Son günlerde İsrail basınında yer alan haberlere göre, Amerika Birleşik Devletleri'nin Suriye'den çekilme süreci hızlanıyor. Bu durum, yalnızca Suriye'nin iç dinamiklerini değil, aynı zamanda bölgedeki güç dengelerini de önemli ölçüde etkileyebilir. ABD'nin, uzun zaman müddetince Suriye'de sürdürdüğü askeri varlığı, terörle mücadele operasyonları ve müttefikleri destekleme çabaları açısından kritik bir rol üstleniyordu. Ancak, iç politikalar ve global stratejiler doğrultusunda alınan bu yeni karar, birçok ülke ve uluslararası aktör tarafından farklı tepkilere yol açabilir.

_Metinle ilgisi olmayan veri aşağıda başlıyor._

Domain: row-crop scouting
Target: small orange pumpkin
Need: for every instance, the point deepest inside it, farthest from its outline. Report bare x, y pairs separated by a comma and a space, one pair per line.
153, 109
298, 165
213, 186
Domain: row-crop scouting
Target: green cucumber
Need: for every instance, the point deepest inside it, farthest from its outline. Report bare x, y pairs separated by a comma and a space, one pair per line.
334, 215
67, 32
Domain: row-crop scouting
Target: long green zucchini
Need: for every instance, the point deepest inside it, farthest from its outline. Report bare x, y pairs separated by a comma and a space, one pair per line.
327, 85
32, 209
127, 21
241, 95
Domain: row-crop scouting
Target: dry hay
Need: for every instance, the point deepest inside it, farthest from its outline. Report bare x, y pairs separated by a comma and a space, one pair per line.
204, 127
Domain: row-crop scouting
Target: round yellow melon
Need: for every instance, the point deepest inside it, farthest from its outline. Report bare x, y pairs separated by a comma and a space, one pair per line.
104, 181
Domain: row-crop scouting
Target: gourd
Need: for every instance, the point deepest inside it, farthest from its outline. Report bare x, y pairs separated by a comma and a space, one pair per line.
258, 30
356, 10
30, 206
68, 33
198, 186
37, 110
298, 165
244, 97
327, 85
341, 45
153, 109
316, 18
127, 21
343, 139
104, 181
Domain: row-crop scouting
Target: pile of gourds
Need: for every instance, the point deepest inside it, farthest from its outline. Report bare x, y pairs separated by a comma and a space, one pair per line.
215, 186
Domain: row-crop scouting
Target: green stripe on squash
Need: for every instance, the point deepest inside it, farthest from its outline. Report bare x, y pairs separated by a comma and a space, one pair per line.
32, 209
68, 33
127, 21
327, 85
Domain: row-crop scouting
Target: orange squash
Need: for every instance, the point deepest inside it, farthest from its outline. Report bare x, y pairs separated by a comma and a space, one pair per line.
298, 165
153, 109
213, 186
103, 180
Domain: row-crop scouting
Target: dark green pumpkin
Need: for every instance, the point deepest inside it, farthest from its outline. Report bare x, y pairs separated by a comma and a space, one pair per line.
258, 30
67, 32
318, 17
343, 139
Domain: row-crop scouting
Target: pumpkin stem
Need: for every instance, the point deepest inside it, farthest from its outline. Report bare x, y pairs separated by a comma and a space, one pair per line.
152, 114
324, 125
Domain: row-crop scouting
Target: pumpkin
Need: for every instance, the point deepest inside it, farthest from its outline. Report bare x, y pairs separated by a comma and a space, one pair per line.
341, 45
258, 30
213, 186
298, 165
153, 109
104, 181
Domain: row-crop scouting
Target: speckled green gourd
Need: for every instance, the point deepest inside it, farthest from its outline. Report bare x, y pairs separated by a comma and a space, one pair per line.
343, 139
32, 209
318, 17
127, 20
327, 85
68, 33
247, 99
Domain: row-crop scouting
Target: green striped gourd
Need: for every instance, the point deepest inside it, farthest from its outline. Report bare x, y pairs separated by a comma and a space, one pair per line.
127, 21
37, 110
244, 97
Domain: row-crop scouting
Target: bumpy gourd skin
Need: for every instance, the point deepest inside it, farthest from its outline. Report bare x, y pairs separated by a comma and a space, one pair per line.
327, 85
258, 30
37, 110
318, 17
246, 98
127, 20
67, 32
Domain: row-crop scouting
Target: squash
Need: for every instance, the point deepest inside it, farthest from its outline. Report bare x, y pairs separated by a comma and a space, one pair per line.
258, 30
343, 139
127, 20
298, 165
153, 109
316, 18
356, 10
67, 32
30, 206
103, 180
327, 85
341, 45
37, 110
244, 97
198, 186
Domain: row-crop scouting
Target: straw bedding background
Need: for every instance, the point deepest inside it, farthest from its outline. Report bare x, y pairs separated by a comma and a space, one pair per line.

ABD'nin Suriye'de kalma politikası, özellikle terör örgütü IŞİD'in faaliyetleri ve İran'ın bölgedeki yayılmacı politikalarını dengelemek amacıyla şekillendi. Ancak, Biden yönetiminin stratejik önceliklerini belirlemesiyle birlikte, Suriye'deki askeri varlığının yeniden değerlendirilmesi kaçınılmaz hale geldi. Çekilme kararı, hem iç politikaya yönelik bir adım hem de bütçe kısıtlamaları ile ilgili bir yanıt olabilir. Ayrıca, ABD'nin Asya-Pasifik bölgesine odaklanması, Orta Doğu'ya olan dikkatini azaltmış olabilir.
Bu bağlamda, Suriye'den çekilmenin arkasında yatan bir diğer önemli neden de, var olan çatışma ortamında müttefiklerle işbirliğinin zayıflamış olmasıdır. Yerel güçlerin, özellikle PYD/YPG’nin, ABD ile kurduğu işbirliği artık sürdürülmesi zor bir hal almış durumda. Bu durum, ABD'nin Suriye'de kalmasının gerekliliğini sorgulamasına neden oldu. Sonuç olarak, çekilme kararı, Suriye’nin kuzeyindeki güvenlik dinamiklerini değiştirebilir ve yeni bir güç mücadele sürecini başlatabilir.
İsrail ise ABD'nin Suriye'den çekilişine yönelik büyük endişeler taşımakta. Ülkenin güvenlik analistleri, bu durumun İran'ın Suriye'deki etkisini artırabileceğinden korkuyor. İran'ın, UBŞ'yle yakın ilişkileri ve bölgede yayılma hedefleri, İsrail'in güvenlik stratejileriyle doğrudan çelişiyor. Dolayısıyla, ABD'nin çekilmesi, İran'ın Suriye'deki varlığını pekiştirebilir ve bu da İsrail için ciddi tehditler oluşturabilir.
İsrail, Suriye topraklarında İran ile işbirliği yapan milis gruplara karşı harekete geçmeye devam etmekte kararlı. Ancak, ABD'nin askeri varlığının azalmasıyla birlikte bu tür operasyonların daha zor hale geleceği öngörülüyor. Ayrıca, bölgede artan belirsizlik, çatışmaların yayılma ihtimalini de beraberinde getiriyor. Dolayısıyla, ABD çekilmesinin sadece Suriye'yi değil, aynı zamanda İsrail'in stratejik hesaplamalarını da etkileyebileceği ifade ediliyor.
Sonuç olarak, ABD'nin Suriye'den çekilme kararı, bölgedeki dinamikleri değiştirebilir. Bu durum, sadece Suriye'nin geleceğini değil, aynı zamanda komşu ülkelerin güvenlik politikalarını ve stratejilerini de tetikleyebilir. Bilhassa İsrail'in bu durumdan nasıl etkileneceği, önümüzdeki günlerde dikkatle izlenmesi gereken bir konu. ABD'nin Orta Doğu'daki rolü ne olursa olsun, Suriye'deki gelişmeler, bölgesel barış ve istikrar açısından kritik bir öneme sahip olmaya devam edecek.